Academics and commercial data scientists have two things in common - both need large volumes of data and the computing power to process and analyse them. Whichever side of the fence you sit, there is always competition for access to both and limits to what is available. Which is why the creation of the Cambridge Centre for Data-Driven Discovery (C2D3) earlier this year was a sensible move, combining the high standards of research at the University within a unified resource centre that also pulls in up to ten research partners from across industry, led by foundational partner Aviva.
“It’s an initiative by the University of Cambridge to bring together different disciplines so they can benefit from data science and new methodologies using big data,” C2D3 co-chair Professor Anna Vignoles told DataIQ in an interview. “It supports research across the University and acts as central resource. There is a huge opportunity in this space to do big projects, particularly around training the next generation of data scientists. That is the single biggest skills set needed and there is not enough of them.”
As a cross-disciplinary centre, it is hoped that knowledge transfer will stimulate research ideas and accelerate breakthrough solutions. At the same time, commercial partners will bring real-world problems into the picture that condition how cutting-edge approaches, like machine learning, can actually be deployed. “Blue skies research in academia is what commercial organisations want and is a strength we have,” said Vignoles.
C2D3 is supported by the Cambridge Centre for Data-Driven Discovery (CSD3) which is intended to act as a national capability for data-intensive simulation and advanced analytics. It is the result of a co-investment of £14 million by the University of Cambridge Research Computing Service, STFC and EPSRC, itself a consortium of the universities of Cambridge, Bristol, Leicester, Southampton and Oxford, Kings College London, UCL and Imperial College. It has a petascale computing platform that has been build around two systems supported by Dell EMC, Intel and NVIDIA.
The research centre has a steering committee of ten to oversee the 50 researchers from across faculties. The University has a distributed model, so C2D3 acts a broker, putting teams of people together to work on projects. It is an important task that needs to be done right as researchers may spend two or three years working together.
Her own area of research is around resilience and what makes some individuals better at coping with difficult situations. “You can’t just do the in the psychology department, you need data from a wide variety of sources. Cambridge University doesn’t have a huge number of them - it is a privilege to have one,” she said.

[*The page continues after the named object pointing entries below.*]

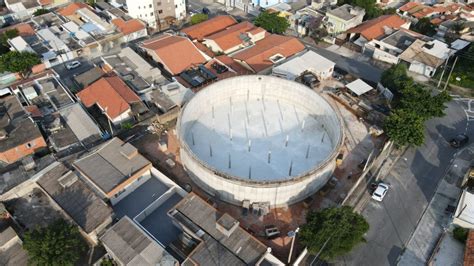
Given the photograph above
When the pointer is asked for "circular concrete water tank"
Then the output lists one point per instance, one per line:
(259, 138)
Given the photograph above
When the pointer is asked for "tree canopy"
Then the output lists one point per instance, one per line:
(413, 105)
(58, 244)
(405, 127)
(40, 12)
(370, 6)
(272, 22)
(198, 18)
(424, 26)
(333, 231)
(15, 61)
(8, 34)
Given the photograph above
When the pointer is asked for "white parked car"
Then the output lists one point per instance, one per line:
(380, 192)
(73, 65)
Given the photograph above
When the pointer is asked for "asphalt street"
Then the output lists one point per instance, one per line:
(360, 69)
(413, 182)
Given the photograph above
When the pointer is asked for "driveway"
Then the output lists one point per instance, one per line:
(413, 182)
(352, 65)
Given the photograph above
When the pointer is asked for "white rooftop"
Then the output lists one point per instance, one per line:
(459, 44)
(439, 49)
(359, 87)
(308, 61)
(465, 209)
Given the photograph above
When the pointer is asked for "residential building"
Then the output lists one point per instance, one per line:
(19, 135)
(425, 57)
(23, 9)
(267, 52)
(112, 96)
(208, 27)
(114, 170)
(218, 236)
(131, 29)
(343, 18)
(134, 70)
(310, 62)
(375, 29)
(469, 249)
(156, 12)
(77, 200)
(176, 53)
(234, 38)
(464, 214)
(389, 48)
(128, 244)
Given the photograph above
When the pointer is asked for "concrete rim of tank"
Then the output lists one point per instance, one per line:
(266, 183)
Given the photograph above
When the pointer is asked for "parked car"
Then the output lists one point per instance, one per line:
(271, 232)
(459, 141)
(73, 64)
(380, 192)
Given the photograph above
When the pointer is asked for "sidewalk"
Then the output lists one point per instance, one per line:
(435, 220)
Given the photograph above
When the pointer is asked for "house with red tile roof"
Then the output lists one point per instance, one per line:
(112, 96)
(131, 29)
(208, 27)
(273, 49)
(71, 9)
(176, 53)
(376, 28)
(234, 38)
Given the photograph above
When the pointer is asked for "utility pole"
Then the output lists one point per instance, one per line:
(442, 73)
(450, 72)
(292, 234)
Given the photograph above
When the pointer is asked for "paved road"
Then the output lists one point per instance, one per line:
(413, 182)
(360, 69)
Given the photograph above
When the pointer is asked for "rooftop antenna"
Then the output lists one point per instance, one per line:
(279, 108)
(230, 126)
(291, 168)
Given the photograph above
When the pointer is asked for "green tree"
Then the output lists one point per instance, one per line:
(405, 127)
(422, 101)
(272, 22)
(15, 61)
(333, 231)
(58, 244)
(198, 18)
(458, 27)
(8, 34)
(424, 26)
(40, 12)
(370, 7)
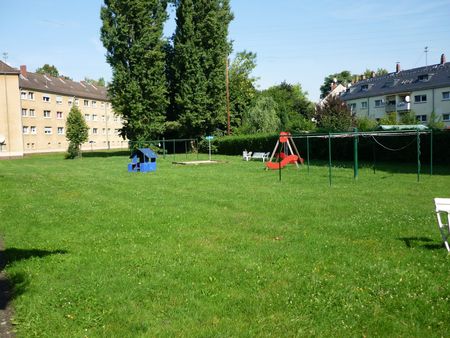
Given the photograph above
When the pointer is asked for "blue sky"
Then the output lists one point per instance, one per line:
(295, 41)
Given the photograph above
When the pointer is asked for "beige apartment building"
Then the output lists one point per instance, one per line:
(421, 91)
(34, 109)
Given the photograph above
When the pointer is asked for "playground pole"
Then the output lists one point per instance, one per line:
(307, 151)
(164, 148)
(174, 149)
(431, 153)
(355, 154)
(279, 162)
(418, 156)
(329, 157)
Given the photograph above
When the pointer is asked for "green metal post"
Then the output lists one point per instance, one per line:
(329, 157)
(164, 148)
(431, 153)
(418, 156)
(355, 154)
(307, 151)
(174, 149)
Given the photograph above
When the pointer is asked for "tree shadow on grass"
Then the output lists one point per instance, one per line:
(16, 284)
(421, 242)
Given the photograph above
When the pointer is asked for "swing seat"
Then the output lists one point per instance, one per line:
(443, 217)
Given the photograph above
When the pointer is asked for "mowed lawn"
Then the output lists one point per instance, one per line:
(222, 250)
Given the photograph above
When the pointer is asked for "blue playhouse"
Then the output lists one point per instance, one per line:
(142, 160)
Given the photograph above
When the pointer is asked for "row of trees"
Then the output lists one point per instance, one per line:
(161, 86)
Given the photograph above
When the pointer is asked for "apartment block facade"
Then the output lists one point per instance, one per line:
(34, 110)
(420, 91)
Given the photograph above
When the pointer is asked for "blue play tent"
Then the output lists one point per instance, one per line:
(142, 160)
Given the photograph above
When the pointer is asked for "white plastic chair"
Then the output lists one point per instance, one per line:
(443, 216)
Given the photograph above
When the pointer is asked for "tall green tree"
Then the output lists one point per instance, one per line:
(48, 70)
(132, 33)
(242, 86)
(262, 117)
(294, 107)
(198, 65)
(76, 132)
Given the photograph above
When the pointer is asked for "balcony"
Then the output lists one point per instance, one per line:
(403, 106)
(390, 107)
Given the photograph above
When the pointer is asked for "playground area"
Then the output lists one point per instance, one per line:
(223, 250)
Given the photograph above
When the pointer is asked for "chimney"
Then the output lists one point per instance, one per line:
(23, 70)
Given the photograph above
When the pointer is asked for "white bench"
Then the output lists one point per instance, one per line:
(260, 156)
(443, 215)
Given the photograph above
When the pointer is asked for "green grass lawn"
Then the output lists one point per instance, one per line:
(222, 250)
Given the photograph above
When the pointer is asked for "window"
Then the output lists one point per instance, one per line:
(379, 103)
(420, 98)
(421, 118)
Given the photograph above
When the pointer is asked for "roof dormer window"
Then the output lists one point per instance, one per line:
(423, 77)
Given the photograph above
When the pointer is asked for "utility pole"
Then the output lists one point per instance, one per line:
(228, 96)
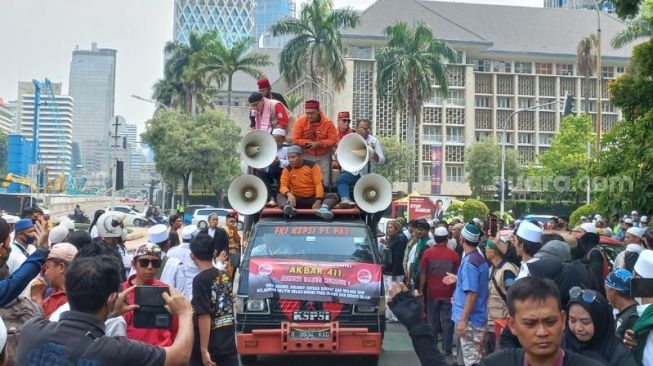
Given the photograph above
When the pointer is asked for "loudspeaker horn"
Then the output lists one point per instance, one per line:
(247, 194)
(373, 193)
(258, 149)
(352, 153)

By creating C2D3, it becomes possible to run projects at scale, drawing in other collaborators and leveraging a high-performance computing tech stack. As the founding partner, Aviva is able to bring its commercial data science skills to the table, not least from practitioners who have chosen not to do a Masters, but are practising in the real world. Another benefit of collaboration is to put in place strict data sharing protocols and ethical controls which mean data does not leave industry partners’ premises. Said Vignoles: “We are getting cleverer about what we have to do.”